Students may choose from quick-service items at breakfast or get breakfast sandwiches, specials and omelets made-to-order. The dinner rotation consists of a vast variety of cuisines such as French, Cajun, Floribbean, Greek, Indian, Italian, Jamaican, Mediterranean, Mexican, Moroccan, New England, Pacific Rim, barbecue, Tex-Mex, Thai and burgers.
Kissam Market, which is the venue’s c-store component, stocks a variety of coffees, teas, housemade soups of the day, milkshakes, Vanderbilt gear, greeting cards, medicine, toiletries, frozen meals—including halal, vegan, vegetarian and organic—bottled beverages, canned goods, chips, candy, fresh produce, grab-and-go salads, sandwiches and parfaits.
Comfortable seating spaces allow students to gather, but for those who need to take out, biodegradable to-go containers are available.
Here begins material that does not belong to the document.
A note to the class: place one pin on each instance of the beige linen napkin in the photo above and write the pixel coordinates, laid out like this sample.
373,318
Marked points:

Warren and Moore Colleges are the latest of Vanderbilt's residential College Halls and were designed to convey the ambience of a small college community while still affording students an education at a world-class research university with a wide variety of academic programs. Once students enter Warren or Moore College in their sophomore year, they can remain in the same college through their senior year.
The $115 million Kissam project was funded entirely through philanthropy and internal resources. Campus dining’s Market and Kitchen project cost was $750,000.
It followed the first phase of Vanderbilt’s College Halls initiative, the Commons, which opened in 2008 and brought together all first-year students in 10 houses, each guided by a faculty head of house, a member of the university faculty and mentor who lives among the students in a faculty apartment.
While Kissam Market and Kitchen serves as the shared facility for students residing in Kissam College Halls, any Vanderbilt student, faculty, staff or visitor may dine or shop there.